Trea Turner thinks Jets fans should take a page out of Philadelphia’s playbook when it comes to Zach Wilson.
The Phillies’ shortstop was in the middle of a horrific first season with his new team after signing an 11-year, $300 million deal when the team’s fans decided to give him a standing ovation at Citizens Bank Park on Aug. 4.
The results were almost immediate and were eye-opening, as Turner — who had been hitless in his previous three games, made a costly game-altering error and had an OPS of just .657 — turned his season around once the fans changed their tune.
The Phillies quickly won six of seven games, and in the 47 games since the first ovations Turner has a 1.060 OPS as the team heads back to the postseason.
Turner said before the Phillies’ series opener against the Mets at Citi Field on Saturday that he’s aware of Wilson’s struggles and the fact he’s facing a flurry of criticism. And he knows it’s not doing any good.
“Everyone is different and you don’t know what’s gonna work and not work, but in my opinion — after going through it and being a fan of sports in general — you might as well try anything, right?” Turner said.
He’s not sure exactly what impact the crowd’s support had on his turnaround, but Turner said, “It definitely didn’t hurt and the results are what they are.”
Of course, Turner arrived in Philadelphia a two-time All-Star and one of the top shortstops in the game.
Wilson, despite being the No. 2-overall pick out of BYU in 2021, doesn’t have that résumé to look back on.
Still, Turner believes it’s worth a shot.
“Zach Wilson, I’m sure, wants to win just as much as any fan wants to win and he wants to do well,’’ Turner said. “We all do. As a fan, why not try it to hopefully make him play better, and then it’s on him to keep working and trying to succeed and produce eventually.”
The Jets host Kansas City on Sunday night at MetLife Stadium, and Wilson is expected to start.

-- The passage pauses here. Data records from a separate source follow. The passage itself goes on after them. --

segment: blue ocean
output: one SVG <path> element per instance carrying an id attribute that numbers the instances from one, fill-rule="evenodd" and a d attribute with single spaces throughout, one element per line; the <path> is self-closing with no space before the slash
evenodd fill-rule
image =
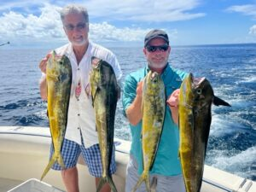
<path id="1" fill-rule="evenodd" d="M 49 126 L 39 96 L 40 60 L 49 49 L 0 47 L 0 126 Z M 108 47 L 124 76 L 145 65 L 143 48 Z M 172 47 L 170 64 L 207 77 L 231 108 L 212 107 L 206 164 L 256 181 L 256 44 Z M 131 140 L 118 102 L 115 137 Z M 46 129 L 46 128 L 45 128 Z"/>

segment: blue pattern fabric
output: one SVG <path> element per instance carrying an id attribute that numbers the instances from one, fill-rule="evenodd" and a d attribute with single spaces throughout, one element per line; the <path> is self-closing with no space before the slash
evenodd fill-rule
<path id="1" fill-rule="evenodd" d="M 51 145 L 49 157 L 52 156 L 53 152 L 53 146 Z M 81 153 L 88 166 L 90 174 L 96 177 L 101 177 L 102 173 L 102 165 L 99 144 L 95 144 L 88 148 L 85 148 L 83 140 L 82 145 L 79 145 L 75 142 L 64 139 L 61 148 L 61 155 L 66 169 L 74 167 L 77 165 L 79 156 Z M 55 162 L 51 168 L 54 170 L 61 170 L 61 166 L 57 162 Z M 113 147 L 109 173 L 112 175 L 115 172 L 116 164 Z"/>

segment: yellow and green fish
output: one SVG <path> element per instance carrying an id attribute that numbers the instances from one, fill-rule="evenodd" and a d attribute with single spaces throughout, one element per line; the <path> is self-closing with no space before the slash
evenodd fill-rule
<path id="1" fill-rule="evenodd" d="M 65 165 L 61 154 L 64 140 L 69 97 L 72 84 L 72 67 L 66 55 L 57 55 L 52 52 L 46 66 L 47 113 L 53 144 L 53 154 L 47 165 L 41 180 L 54 163 L 58 162 L 62 169 Z"/>
<path id="2" fill-rule="evenodd" d="M 91 60 L 90 86 L 102 164 L 102 176 L 96 191 L 99 192 L 103 184 L 108 183 L 112 191 L 117 192 L 112 176 L 109 175 L 109 166 L 112 154 L 114 153 L 114 116 L 120 90 L 111 65 L 96 57 Z"/>
<path id="3" fill-rule="evenodd" d="M 179 155 L 187 192 L 200 192 L 201 187 L 212 103 L 230 106 L 214 96 L 206 78 L 189 73 L 182 83 L 178 103 Z"/>
<path id="4" fill-rule="evenodd" d="M 143 172 L 133 189 L 136 191 L 144 181 L 148 192 L 151 191 L 149 171 L 151 170 L 160 143 L 165 113 L 166 91 L 160 74 L 149 71 L 143 87 L 142 145 Z"/>

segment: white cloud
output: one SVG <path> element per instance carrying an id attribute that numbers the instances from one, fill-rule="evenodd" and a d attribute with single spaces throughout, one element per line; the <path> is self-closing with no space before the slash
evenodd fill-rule
<path id="1" fill-rule="evenodd" d="M 249 34 L 256 35 L 256 25 L 253 25 L 253 26 L 251 26 L 250 31 L 249 31 Z"/>
<path id="2" fill-rule="evenodd" d="M 39 8 L 40 15 L 24 15 L 9 11 L 0 16 L 0 43 L 5 41 L 36 44 L 65 43 L 67 38 L 59 15 L 61 8 L 49 3 Z M 90 24 L 90 38 L 96 42 L 141 42 L 149 28 L 117 27 L 103 21 Z M 164 29 L 170 38 L 176 38 L 177 30 Z"/>
<path id="3" fill-rule="evenodd" d="M 245 4 L 245 5 L 234 5 L 229 7 L 226 11 L 241 13 L 245 15 L 253 16 L 256 19 L 256 5 L 255 4 Z"/>
<path id="4" fill-rule="evenodd" d="M 195 9 L 199 0 L 105 0 L 85 1 L 90 15 L 108 17 L 111 20 L 166 22 L 187 20 L 205 16 L 204 13 L 189 13 Z"/>
<path id="5" fill-rule="evenodd" d="M 64 38 L 58 8 L 45 4 L 39 16 L 23 15 L 10 11 L 0 17 L 0 37 L 2 38 Z M 48 39 L 49 40 L 49 39 Z"/>

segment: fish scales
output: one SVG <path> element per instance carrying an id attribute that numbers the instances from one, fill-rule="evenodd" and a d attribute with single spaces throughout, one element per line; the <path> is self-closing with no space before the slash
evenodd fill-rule
<path id="1" fill-rule="evenodd" d="M 179 155 L 187 192 L 199 192 L 212 121 L 212 103 L 230 106 L 213 94 L 205 78 L 189 73 L 183 81 L 179 94 Z"/>
<path id="2" fill-rule="evenodd" d="M 109 175 L 109 166 L 112 154 L 114 153 L 114 116 L 119 88 L 111 65 L 94 57 L 90 82 L 102 163 L 102 176 L 96 191 L 100 191 L 103 184 L 108 183 L 112 190 L 115 192 L 117 189 Z"/>
<path id="3" fill-rule="evenodd" d="M 143 81 L 143 128 L 142 145 L 143 172 L 134 187 L 136 191 L 144 181 L 149 192 L 149 171 L 157 153 L 166 113 L 165 84 L 160 74 L 149 71 Z"/>
<path id="4" fill-rule="evenodd" d="M 67 129 L 72 84 L 71 63 L 66 55 L 57 55 L 55 51 L 52 52 L 47 61 L 46 82 L 47 113 L 54 153 L 42 174 L 41 180 L 55 162 L 65 169 L 61 150 Z"/>

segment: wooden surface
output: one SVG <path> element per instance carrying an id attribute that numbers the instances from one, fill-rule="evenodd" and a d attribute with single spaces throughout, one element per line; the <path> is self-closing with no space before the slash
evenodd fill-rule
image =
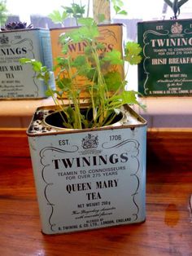
<path id="1" fill-rule="evenodd" d="M 144 223 L 43 235 L 25 131 L 0 130 L 0 255 L 192 256 L 192 130 L 149 130 L 146 170 Z"/>

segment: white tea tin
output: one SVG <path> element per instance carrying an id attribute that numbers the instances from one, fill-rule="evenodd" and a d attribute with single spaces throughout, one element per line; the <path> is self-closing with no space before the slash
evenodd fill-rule
<path id="1" fill-rule="evenodd" d="M 145 221 L 146 121 L 124 106 L 111 126 L 70 130 L 46 123 L 54 108 L 37 108 L 27 132 L 42 232 Z"/>

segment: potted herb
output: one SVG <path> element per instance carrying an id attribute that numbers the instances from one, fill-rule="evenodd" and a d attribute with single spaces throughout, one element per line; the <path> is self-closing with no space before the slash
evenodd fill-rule
<path id="1" fill-rule="evenodd" d="M 118 68 L 124 61 L 139 63 L 141 48 L 128 42 L 122 59 L 116 50 L 104 51 L 93 19 L 78 21 L 81 27 L 60 38 L 65 57 L 58 57 L 55 67 L 59 90 L 50 86 L 41 63 L 20 60 L 33 66 L 55 103 L 38 108 L 28 130 L 46 234 L 145 220 L 146 123 L 129 107 L 138 104 L 137 92 L 124 90 Z M 72 58 L 72 42 L 84 42 L 84 54 Z M 76 89 L 77 77 L 86 81 L 86 99 Z M 63 91 L 68 99 L 60 98 Z"/>
<path id="2" fill-rule="evenodd" d="M 142 61 L 138 90 L 144 96 L 190 95 L 191 81 L 191 19 L 177 19 L 188 0 L 164 0 L 172 9 L 170 20 L 138 23 Z"/>
<path id="3" fill-rule="evenodd" d="M 105 45 L 105 50 L 103 51 L 111 51 L 111 50 L 117 50 L 122 54 L 122 45 L 124 43 L 122 37 L 123 24 L 110 24 L 108 14 L 110 12 L 111 4 L 112 4 L 116 14 L 126 14 L 126 11 L 122 10 L 121 1 L 94 1 L 94 20 L 97 20 L 97 24 L 99 24 L 99 35 L 98 36 L 98 39 L 100 43 Z M 87 11 L 85 6 L 75 2 L 72 3 L 69 7 L 62 7 L 62 11 L 55 10 L 49 15 L 52 21 L 62 24 L 62 28 L 50 29 L 51 48 L 55 65 L 57 64 L 56 58 L 59 55 L 63 55 L 62 44 L 59 43 L 60 35 L 76 29 L 80 25 L 78 19 L 89 16 L 89 1 L 88 1 Z M 67 25 L 66 20 L 70 20 L 70 26 Z M 76 58 L 78 55 L 83 54 L 84 48 L 85 46 L 83 42 L 71 42 L 69 45 L 70 54 L 72 58 Z M 124 74 L 122 68 L 120 72 L 123 78 Z M 58 75 L 57 69 L 55 70 L 55 75 Z M 81 90 L 81 98 L 89 97 L 86 91 L 83 90 L 85 82 L 85 82 L 82 77 L 81 77 L 81 79 L 76 77 L 76 79 L 78 82 L 76 82 L 76 84 L 78 83 L 77 88 Z M 60 96 L 63 98 L 67 97 L 65 93 Z"/>
<path id="4" fill-rule="evenodd" d="M 51 68 L 50 31 L 33 29 L 26 22 L 8 23 L 1 29 L 0 46 L 0 99 L 45 98 L 45 84 L 34 77 L 29 67 L 22 66 L 20 59 L 36 58 Z M 54 87 L 54 79 L 51 84 Z"/>

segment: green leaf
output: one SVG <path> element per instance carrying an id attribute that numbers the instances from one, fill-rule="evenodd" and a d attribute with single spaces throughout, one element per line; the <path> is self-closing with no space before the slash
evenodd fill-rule
<path id="1" fill-rule="evenodd" d="M 111 71 L 104 76 L 108 90 L 117 90 L 122 85 L 122 77 L 119 72 Z"/>
<path id="2" fill-rule="evenodd" d="M 103 13 L 99 13 L 98 15 L 98 23 L 102 23 L 105 20 L 105 15 Z"/>
<path id="3" fill-rule="evenodd" d="M 55 23 L 63 23 L 63 20 L 68 18 L 68 13 L 66 11 L 60 13 L 59 11 L 55 10 L 48 17 Z"/>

“When you’re going through it, give it a shot,’’ Turner said. “I mean, who cares? It doesn’t matter what his reputation is as a player or if he hasn’t done it yet in the league. At the end of the day, you want the Jets to win and I’m sure he does, too, and that might help him put everything out of his mind.”
The criticism has come from everywhere — including Jets legend Joe Namath, who said Wilson should lose his job.
“That’s part of sports, and it’s going to happen,’’ Turner said. “You don’t want to see that happen to somebody, but that’s why we get paid like we do, to handle that pressure. But if you can take some of that pressure away, it can help. Then it’s on him to work hard and try to improve things. He’s got an opportunity to do that. It’s all in front of him.”